The results of the largest randomized treatment trial ever undertaken in localized prostate cancer has concluded that fewer, higher doses of radiotherapy are as effective as lower doses over a longer period for the treatment of prostate cancer. The findings were presented at the 2015 European Cancer Congress (25–29 September, Vienna, Austria) by researchers from The Institute of Cancer Research and The Royal Marsden NHS Foundation Trust (both London, UK).
Approximately 41,000 men are diagnosed with prostate cancer annually in the UK, with in excess of 10,800 deaths attributed to the disease. Radiotherapy is the most commonly used therapeutic strategy for localized prostate cancer in the UK.
This CHHiP trial, funded by Cancer Research UK, administered different schedules of radiotherapy to 3216 men with prostate cancer. The results indicate that men could require fewer hospital visits – receiving their treatment over 4 weeks rather than the current 7.5 weeks – without any decreases in quality and impact of the treatment.
Lead investigator David Dearnaley, of The Institute of Cancer Research and The Royal Marsden NHS Foundation Trust, commented: “These data are encouraging news for men. Excellent control rates and a low side effect profile have been seen across the trial. Giving patients larger doses of radiotherapy for a shorter time will mean fewer hospital trips and less radiotherapy needed overall.
“These findings are the result of many years of research and should help to further refine treatment,” he continued. “It appears to be safe and effective and we recommend it as a new standard of care.
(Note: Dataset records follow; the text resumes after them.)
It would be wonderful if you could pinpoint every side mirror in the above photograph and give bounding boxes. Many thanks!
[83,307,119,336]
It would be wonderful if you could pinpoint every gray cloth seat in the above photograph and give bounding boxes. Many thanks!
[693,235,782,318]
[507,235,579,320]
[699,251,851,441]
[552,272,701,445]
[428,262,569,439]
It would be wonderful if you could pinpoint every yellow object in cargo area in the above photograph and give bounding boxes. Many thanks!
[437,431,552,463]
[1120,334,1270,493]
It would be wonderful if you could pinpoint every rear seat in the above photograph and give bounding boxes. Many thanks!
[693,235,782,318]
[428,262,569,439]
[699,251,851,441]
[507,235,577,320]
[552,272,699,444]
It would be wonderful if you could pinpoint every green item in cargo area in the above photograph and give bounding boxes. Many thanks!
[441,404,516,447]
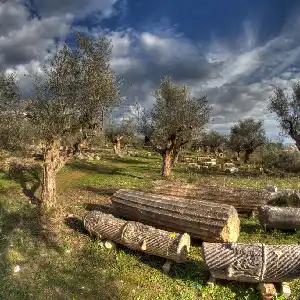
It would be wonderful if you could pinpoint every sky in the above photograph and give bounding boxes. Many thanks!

The study has facilitated the widespread introduction of high-quality modern radiotherapy and these advanced techniques are necessary to deliver short high-dose treatments safely.”
A proportion of participants received the standard treatment of 74 Gy over 37 days (2 Gy per day), while others received either 60 Gy over 20 days or 57Gy over 19 days (both 3 Gy per day). Patients were then followed-up over 5 years and it was discovered that administering 60 Gy over 20 days was as effective as standard treatment, even when considering factors including disease control and long-term side effects.
Short-term side effects of the higher radiotherapy doses were more common than those observed in standard therapy; however these were not long lasting. No difference was observed in side effects after 6 months or the next 5 years.
Emma Hall, of The Institute of Cancer Research, which coordinated the study, added: “The technique used to give the radiotherapy has led to low levels of side effects even with the higher daily dose. We have also shown that the 20 day schedule is at least as good at controlling disease as the current 37 day schedule. We estimate that over 150,000 trips to hospital could be saved per year”.
Malcolm Mason from Cancer Research UK explained: “These results are great news for men. From a logistical and patient convenience point of view, being able to treat patients over a shorter period of time has been a goal for specialists, but the question has always been whether it was safe to do so. This study shows that it is safe and effective, and there should be no reason why this cannot be implemented immediately – it is saving the NHS resources.”